Surrey’s legal battle against Uber cost taxpayers nearly $42,000
Posted May 2, 2020 10:33 am.
Last Updated May 2, 2020 10:35 am.
This article is more than 5 years old.
SURREY (NEWS 1130) — Surrey’s brief legal battle against ride-hailing giant Uber cost taxpayers nearly $42,000.
A Freedom of Information Request obtained by NEWS 1130 shows the City paid $41,800 in legal fees earlier this year.
Surrey Councillor, Linda Annis, calls the spending an “absolute waste of money.”
“It’s shocking to me that we would spend this kind of money on something that we knew was going to be part of our right and transportation strategy.”
The long-awaited approval of popular ride-hailing apps Uber and Lyft arrived in B.C. late January, and Annis says the city should have abided by what the provincial government decided.
“I would say most everybody in Surrey was in favour of rideshare and were welcoming it,” she tells NEWS1130.
The City and Uber faced off in court after the City was slapping Uber drivers with $500 fines for operating without a business license.

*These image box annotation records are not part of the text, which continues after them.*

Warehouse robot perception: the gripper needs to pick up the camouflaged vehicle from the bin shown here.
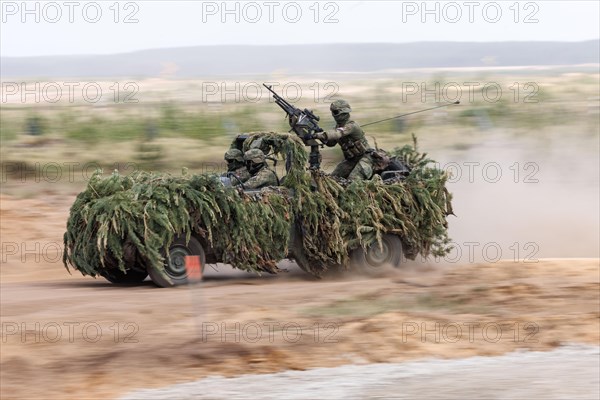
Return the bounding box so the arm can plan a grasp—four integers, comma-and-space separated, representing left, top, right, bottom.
63, 132, 452, 287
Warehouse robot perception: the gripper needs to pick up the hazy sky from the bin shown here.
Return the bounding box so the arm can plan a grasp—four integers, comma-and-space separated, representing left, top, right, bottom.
0, 0, 600, 56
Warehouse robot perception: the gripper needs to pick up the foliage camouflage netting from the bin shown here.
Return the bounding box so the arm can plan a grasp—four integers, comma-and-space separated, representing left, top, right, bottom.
63, 132, 452, 282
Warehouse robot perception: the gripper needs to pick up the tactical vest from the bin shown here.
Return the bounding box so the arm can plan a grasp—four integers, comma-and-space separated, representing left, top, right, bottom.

“We were having drivers come here with the full expectation that they were going to have a fare and then only to find out they’re going to get a ticket. That to me is just not on, it’s not the way to city bylaw officers should be directed to spend their time. It was just poor use of manpower and poor use of property tax funds,” Annis says.
In February, Justice Veronica Jackson ordered the City to stop ticketing Uber drivers, calling out the City for “attempting to ride to horses at once,” by requiring operators to have licences, but not issuing them.